Is there a more significant or special family time on the calendar?
I remember serving in my first church after seminary, located in a rural area of west Tennessee. My three young children had gleefully opened their stockings and there was great excitement as we sat around the tree. As was our tradition, all of us, still in our pajamas, were settling in for a long morning of intimate family revelry in the best traditions of an American Christmas. Suddenly, I was startled by what sounded like the back door opening. Moments later, in walked one of the dear ladies from the church, husband in tow, sonorously wishing us a merry Christmas! I pulled my bathrobe drawstring tighter and sheepishly greeted them — inviting them in to join us for a cup of coffee and signaling my annoyed wife to put the pot on. Dressed in their Christmas best, they agreed and settled into the only available chairs in the living room to watch our children open their gifts and play with their toys.
Two hours later, our friends finally headed home and we were able to resume our family traditions uninterrupted. To this day, we often mark that Christmas memory as “the one when Mr. and Mrs. Miller came by.” While they were delightful people and no doubt missed their family — who had long since grown and gone — they assumed on our hospitality and should not have walked into our home unannounced and uninvited. Needless to say…
My training did not prepare me for the establishment of boundaries in ministry.
Protection of family is one of the most important principles I’ve been forced to learn in ministry. Boundaries are essential to the health and preservation of precious family time. Frank Schaefer discusses the many boundaries that ministers must establish. Among them are those that protect the sanctity of the minister’s family.
“. . . ministers must be very intentional to draw boundaries around their families. Too often is the privacy of [ministry] families violated. In many congregations, there are still high expectations on ministry spouses and other family members.”
We are called into “life together” with our congregations and communities, but limitations are essential to the life and normalcy of family. Some steps can be taken to ensure a healthy balance between shared community and family privacy:
- Discuss what is acceptable interaction and shared time, with family members.

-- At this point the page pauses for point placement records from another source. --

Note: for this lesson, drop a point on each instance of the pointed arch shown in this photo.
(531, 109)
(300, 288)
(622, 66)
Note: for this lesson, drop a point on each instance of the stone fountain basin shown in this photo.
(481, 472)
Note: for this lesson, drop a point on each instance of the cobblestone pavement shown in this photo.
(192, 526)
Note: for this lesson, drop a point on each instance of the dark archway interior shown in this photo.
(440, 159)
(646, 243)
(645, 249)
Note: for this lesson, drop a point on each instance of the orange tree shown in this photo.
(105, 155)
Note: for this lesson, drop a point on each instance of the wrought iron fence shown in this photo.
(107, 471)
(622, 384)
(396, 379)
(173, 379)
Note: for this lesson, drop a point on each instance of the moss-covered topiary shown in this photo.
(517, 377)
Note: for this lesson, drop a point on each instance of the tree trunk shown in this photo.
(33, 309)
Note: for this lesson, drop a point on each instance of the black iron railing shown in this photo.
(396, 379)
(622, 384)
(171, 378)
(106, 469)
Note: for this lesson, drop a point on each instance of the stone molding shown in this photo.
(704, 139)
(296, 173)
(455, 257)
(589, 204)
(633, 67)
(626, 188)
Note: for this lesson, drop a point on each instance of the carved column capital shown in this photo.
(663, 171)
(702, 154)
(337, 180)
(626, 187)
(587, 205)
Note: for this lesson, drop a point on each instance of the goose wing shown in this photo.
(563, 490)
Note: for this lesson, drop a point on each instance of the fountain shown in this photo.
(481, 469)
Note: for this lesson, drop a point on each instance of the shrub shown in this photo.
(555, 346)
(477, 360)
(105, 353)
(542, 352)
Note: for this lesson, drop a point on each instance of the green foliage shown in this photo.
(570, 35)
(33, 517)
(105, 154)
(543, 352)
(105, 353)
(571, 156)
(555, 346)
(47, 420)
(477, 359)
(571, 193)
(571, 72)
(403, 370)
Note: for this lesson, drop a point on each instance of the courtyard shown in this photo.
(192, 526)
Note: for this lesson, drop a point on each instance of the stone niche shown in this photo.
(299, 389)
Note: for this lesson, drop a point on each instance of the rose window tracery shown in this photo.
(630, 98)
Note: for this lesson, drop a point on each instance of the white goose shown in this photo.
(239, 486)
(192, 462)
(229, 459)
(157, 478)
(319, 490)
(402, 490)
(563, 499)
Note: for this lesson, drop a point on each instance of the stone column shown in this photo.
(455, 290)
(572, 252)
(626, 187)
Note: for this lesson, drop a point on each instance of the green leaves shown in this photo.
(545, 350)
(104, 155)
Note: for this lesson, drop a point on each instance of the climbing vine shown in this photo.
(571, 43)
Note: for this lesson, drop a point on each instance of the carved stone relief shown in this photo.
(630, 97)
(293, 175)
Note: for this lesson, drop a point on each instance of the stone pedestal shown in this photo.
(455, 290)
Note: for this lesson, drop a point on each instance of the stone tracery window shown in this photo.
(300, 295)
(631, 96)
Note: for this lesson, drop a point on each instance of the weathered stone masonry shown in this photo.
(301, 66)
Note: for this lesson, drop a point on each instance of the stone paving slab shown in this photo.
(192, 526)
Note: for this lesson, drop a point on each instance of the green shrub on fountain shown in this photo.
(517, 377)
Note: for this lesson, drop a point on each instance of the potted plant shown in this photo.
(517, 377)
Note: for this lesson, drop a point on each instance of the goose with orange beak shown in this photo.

- Share that as a strategy with church leaders who can help reinforce those boundaries with other members of the community.
- Establish a covenant with church members or ministry partners that honors your commitment to family.
- Be welcoming and hospitable to your community within those established boundaries.
Perhaps we should have been more welcoming to a lonely older couple on Christmas morning, but that kindness should have been planned intentionally and with the full participation of our family. Then the richness of shared life balanced by family intimacy would have been a memorable joy.